La confrontation d' artisans urbains, d'artisans ruraux et de praticiens savants apparaît lors des réquisitions d'hommes pour les chantiers urbains bretons au XVIII e s. Celles-ci sont déterminantes pour achever plusieurs projets : fortifications, quais, ouvrages d'art... La Modernité fait-elle disparaître ou révèle-t-elle les spécificités de ces acteurs traditionnels, les uns regroupés en jurande et les autres en « métiers libres »? Quelles furent les relations entre leur fonction technique et leur fonction sociale ? Quel rôle eut leur production dans la société et ce rôle a –t-il évolué notamment lors de l'apparition des ingénieurs et de celle des entrepreneurs sous l'Ancien Régime ?
Par hypothèse, c'est lors des situations de rencontres professionnelles que se définissent les rôles et les évolutions des métiers. C'est donc dans le chantier pris comme relais de savoirs et lieux de confrontation sociale, technique et culturelle qu'on est amené à chercher la meilleure détermination des rôles que se donnent eux-mêmes ces acteurs ou donnés par les institutions.
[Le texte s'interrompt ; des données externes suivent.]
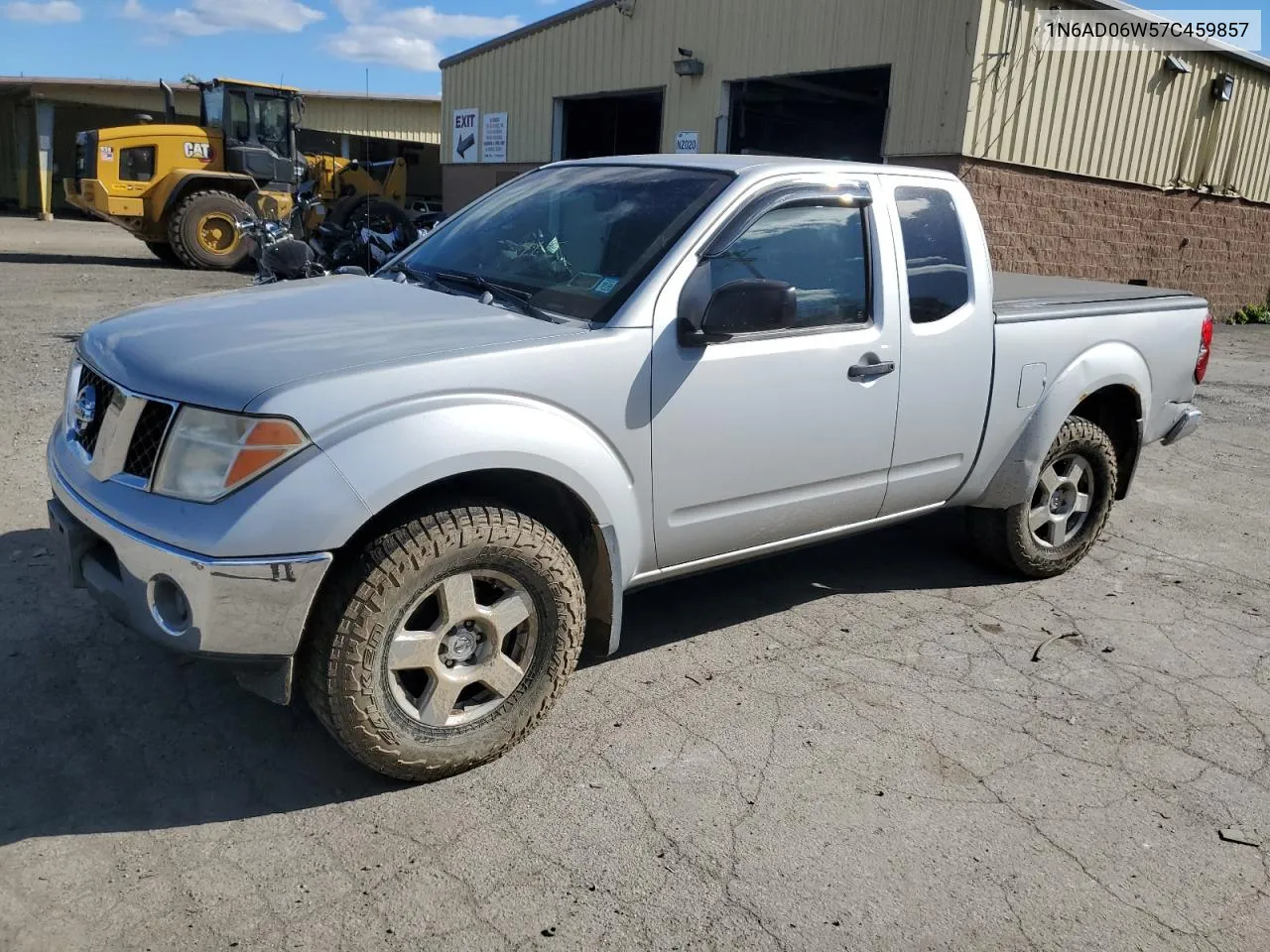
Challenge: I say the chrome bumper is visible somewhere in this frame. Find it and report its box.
[1161,404,1204,447]
[49,467,331,701]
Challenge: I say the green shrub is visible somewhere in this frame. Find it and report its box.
[1230,304,1270,323]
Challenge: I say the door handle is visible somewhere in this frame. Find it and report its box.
[847,361,895,381]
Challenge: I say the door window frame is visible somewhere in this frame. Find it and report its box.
[677,181,879,348]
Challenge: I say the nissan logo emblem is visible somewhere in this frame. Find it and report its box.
[71,384,96,435]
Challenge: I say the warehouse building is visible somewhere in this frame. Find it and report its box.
[441,0,1270,320]
[0,76,441,222]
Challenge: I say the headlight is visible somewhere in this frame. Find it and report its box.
[154,407,309,503]
[63,354,83,436]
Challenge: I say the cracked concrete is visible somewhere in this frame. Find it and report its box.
[0,218,1270,952]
Si les élites réduisent les maîtres-artisans à de simples exécutants, la société rurale reconnaît la compétence du maître-maçon et sa prééminence sur le charpentier tandis que des experts locaux valident leur pratique.
Par l'étude des comptes de travaux, devis, prix-faits, la détermination des conditions de ces chantiers, leur fréquence et les situations de brassage professionnel contribuerait à ancrer ces acteurs dits mineurs dans l'histoire sociale et l'histoire des techniques tout en précisant leur capacité d'évolution vers le salariat ou l'entreprenariat. Enfin, quels enjeux donner à ces brassages ? Le but d'accélérer le chantier, d'augmenter le profit concurrencent la formation et l'acculturation des masses à de nouveaux savoir-faire. Recrutement ou réquisition, migrations professionnelles définitives ou saisonnières, aires et réseaux de recrutement dessinent une géographie des flux à même de colorer les rapports ville-campagne de la Bretagne du XVIII e siècle.